W Raciborzu chcą edukować przed blokowiskiem
W Raciborzu ma ruszyć szkoła mobilna. To projekt wywodzący się z Belgii; realizowany jest m.in. w Ameryce Południowej, Afryce, Azji, Rumunii i Grecji. W Polsce w nielicznych miejscowościach m.in. w Bytomiu, Krakowie i Warszawie.
Szkoła mobilna to skrzynia na czterech kółkach, która bawi, uczy, zaskakuje oraz kryje w sobie wiedzę przydatną w codziennym życiu. Rozstawia się ją w miejscach, gdzie przebywają dzieci, głównie na ulicach, boiskach, skwerach, wśród blokowisk i w zaułkach.

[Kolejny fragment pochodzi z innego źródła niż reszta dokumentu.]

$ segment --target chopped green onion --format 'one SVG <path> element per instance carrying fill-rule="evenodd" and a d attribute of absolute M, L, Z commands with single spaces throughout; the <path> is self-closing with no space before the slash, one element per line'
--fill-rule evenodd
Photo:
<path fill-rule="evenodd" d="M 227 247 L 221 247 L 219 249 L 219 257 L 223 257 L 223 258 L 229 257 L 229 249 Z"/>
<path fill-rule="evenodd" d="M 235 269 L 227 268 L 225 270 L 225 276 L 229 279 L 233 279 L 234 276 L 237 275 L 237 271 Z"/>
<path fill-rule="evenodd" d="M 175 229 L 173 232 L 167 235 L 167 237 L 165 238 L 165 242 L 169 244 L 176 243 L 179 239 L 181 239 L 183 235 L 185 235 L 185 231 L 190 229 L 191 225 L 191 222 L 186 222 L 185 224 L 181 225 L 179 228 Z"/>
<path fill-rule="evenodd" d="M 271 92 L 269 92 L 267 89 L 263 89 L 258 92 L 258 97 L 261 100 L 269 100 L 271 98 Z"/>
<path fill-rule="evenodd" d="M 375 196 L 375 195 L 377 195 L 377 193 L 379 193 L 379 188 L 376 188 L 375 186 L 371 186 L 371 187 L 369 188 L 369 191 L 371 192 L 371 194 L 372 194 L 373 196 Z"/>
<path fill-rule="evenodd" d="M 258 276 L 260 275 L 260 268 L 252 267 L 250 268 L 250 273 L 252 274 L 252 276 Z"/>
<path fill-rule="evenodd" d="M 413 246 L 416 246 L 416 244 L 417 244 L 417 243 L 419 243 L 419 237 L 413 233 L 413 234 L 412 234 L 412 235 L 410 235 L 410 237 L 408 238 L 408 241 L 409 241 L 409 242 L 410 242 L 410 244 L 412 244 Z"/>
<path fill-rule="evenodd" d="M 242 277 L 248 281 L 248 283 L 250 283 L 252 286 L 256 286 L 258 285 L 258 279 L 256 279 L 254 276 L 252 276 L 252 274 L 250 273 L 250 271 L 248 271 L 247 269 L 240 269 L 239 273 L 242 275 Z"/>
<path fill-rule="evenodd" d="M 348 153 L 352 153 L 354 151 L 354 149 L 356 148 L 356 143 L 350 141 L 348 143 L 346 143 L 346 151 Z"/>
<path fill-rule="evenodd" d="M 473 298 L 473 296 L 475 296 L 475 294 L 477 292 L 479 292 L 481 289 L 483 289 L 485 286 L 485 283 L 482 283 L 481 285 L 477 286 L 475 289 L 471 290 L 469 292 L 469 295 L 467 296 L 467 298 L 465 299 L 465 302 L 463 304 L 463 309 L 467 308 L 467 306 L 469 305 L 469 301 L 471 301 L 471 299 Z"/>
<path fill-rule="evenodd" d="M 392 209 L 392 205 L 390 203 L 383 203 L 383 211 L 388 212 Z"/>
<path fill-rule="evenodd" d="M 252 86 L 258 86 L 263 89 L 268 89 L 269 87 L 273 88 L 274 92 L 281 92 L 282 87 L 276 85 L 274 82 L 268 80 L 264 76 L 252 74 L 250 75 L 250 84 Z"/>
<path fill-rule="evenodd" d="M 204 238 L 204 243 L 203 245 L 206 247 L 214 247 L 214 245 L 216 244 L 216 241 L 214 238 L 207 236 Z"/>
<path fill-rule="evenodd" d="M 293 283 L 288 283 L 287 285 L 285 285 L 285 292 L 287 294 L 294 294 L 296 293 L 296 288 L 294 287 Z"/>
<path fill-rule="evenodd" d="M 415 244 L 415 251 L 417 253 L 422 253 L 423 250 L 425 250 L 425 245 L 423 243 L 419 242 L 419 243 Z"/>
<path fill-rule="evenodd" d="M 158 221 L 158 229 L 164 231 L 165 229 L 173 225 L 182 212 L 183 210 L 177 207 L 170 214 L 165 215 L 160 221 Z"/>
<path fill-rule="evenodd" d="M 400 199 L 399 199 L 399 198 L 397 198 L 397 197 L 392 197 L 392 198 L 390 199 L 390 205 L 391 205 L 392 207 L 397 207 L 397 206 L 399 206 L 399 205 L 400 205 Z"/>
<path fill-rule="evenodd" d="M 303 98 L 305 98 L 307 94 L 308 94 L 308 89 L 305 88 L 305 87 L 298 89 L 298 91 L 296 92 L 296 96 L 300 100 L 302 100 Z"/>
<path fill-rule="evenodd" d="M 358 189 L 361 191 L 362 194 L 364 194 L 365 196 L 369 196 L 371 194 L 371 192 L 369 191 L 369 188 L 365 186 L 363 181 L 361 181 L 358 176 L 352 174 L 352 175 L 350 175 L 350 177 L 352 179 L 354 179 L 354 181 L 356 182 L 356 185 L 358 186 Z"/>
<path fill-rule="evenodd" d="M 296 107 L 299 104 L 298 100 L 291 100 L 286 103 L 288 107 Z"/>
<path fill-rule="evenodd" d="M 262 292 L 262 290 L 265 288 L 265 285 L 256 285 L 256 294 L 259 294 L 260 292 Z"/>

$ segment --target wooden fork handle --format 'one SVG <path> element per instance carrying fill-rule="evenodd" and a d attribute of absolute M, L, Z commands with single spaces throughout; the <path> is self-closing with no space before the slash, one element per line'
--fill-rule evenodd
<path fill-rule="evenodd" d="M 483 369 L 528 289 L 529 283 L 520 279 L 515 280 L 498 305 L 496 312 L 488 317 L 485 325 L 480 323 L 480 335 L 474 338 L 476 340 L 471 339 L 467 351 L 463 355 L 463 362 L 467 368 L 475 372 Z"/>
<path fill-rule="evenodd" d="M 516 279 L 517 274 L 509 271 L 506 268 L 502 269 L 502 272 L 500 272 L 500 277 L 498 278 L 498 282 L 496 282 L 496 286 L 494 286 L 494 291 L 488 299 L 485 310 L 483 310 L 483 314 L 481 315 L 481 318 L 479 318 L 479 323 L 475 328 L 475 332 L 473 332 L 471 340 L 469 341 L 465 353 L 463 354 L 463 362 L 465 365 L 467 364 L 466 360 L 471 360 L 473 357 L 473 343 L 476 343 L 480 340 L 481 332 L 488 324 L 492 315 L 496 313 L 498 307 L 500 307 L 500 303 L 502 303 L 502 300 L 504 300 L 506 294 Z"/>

W Raciborzu projekt realizuje Stowarzyszenie na Rzecz Rozwoju Dzieci, Młodzieży i Rodziny „Pomocna Dłoń”. Wykorzystanie mobilnych technologii ma przyczynić się do większej skuteczności działań Stowarzyszenia, a co za tym idzie zminimalizowania negatywnych działań społecznych, m.in.: włóczęgostwa czy alkoholizmu u młodych osób.

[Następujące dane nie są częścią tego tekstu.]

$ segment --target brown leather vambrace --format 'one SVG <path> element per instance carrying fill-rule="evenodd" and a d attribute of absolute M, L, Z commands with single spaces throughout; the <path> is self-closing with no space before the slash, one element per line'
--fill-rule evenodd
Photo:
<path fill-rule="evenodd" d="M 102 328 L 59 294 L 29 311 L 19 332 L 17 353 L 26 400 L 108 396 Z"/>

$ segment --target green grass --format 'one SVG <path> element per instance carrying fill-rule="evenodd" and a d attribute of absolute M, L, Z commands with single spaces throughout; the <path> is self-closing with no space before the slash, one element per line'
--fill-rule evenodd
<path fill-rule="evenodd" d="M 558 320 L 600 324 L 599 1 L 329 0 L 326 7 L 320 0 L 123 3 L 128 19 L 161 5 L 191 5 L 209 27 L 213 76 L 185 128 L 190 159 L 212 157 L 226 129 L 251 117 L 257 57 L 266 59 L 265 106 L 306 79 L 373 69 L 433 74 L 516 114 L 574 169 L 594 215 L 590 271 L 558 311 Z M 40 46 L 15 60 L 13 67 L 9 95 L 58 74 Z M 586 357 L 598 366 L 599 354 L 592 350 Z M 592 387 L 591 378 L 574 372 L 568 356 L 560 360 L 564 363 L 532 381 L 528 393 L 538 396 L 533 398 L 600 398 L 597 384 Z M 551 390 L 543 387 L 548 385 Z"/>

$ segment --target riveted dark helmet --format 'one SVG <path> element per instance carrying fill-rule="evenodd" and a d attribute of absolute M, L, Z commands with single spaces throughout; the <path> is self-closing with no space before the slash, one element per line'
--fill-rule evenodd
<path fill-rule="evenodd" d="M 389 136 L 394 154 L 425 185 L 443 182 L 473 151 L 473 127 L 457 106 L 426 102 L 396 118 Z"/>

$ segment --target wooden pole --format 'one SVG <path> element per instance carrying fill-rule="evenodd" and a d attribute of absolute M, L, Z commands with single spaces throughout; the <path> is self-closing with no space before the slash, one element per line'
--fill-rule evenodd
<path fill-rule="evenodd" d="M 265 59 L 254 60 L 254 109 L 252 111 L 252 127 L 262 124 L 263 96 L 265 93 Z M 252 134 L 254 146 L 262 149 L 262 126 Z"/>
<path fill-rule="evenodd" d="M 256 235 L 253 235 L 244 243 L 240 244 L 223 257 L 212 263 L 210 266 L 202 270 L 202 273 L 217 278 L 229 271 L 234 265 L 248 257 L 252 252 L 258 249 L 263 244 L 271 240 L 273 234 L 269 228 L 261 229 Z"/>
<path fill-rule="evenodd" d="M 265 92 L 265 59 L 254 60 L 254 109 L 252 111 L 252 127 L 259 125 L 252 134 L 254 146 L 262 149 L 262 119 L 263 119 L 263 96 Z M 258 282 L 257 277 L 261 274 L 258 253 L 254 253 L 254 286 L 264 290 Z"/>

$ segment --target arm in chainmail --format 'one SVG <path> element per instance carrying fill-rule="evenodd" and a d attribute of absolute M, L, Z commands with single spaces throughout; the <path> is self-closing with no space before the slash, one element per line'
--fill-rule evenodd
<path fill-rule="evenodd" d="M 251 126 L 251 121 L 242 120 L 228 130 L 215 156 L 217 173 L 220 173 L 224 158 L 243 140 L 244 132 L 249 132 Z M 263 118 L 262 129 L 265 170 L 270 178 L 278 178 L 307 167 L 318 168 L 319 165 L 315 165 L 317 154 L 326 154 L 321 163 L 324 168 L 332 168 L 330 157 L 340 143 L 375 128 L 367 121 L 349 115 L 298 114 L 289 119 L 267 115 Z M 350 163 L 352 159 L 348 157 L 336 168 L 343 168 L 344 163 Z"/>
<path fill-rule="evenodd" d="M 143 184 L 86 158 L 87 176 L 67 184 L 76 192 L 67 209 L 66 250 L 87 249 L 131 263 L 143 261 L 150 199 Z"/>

Działania realizowane są w ramach projektu wspieranego finansowo przez Urząd Miasta w Raciborzu. Dzisiaj (5.11) zorganizowano spotkanie inaugurujące. Wzieli w nim udział nie tylko uczestnicy projektu, ale również przedstawiciele organizacji, które na co dzień wspierają działania Stowarzyszenia, m.in. szefowa raciborskiego sądu Marzena Korzonek, Mirosław Szymański, rzecznik prasowy Komendy Powiatowej Policji w Raciborzu czy asystenci rodziny.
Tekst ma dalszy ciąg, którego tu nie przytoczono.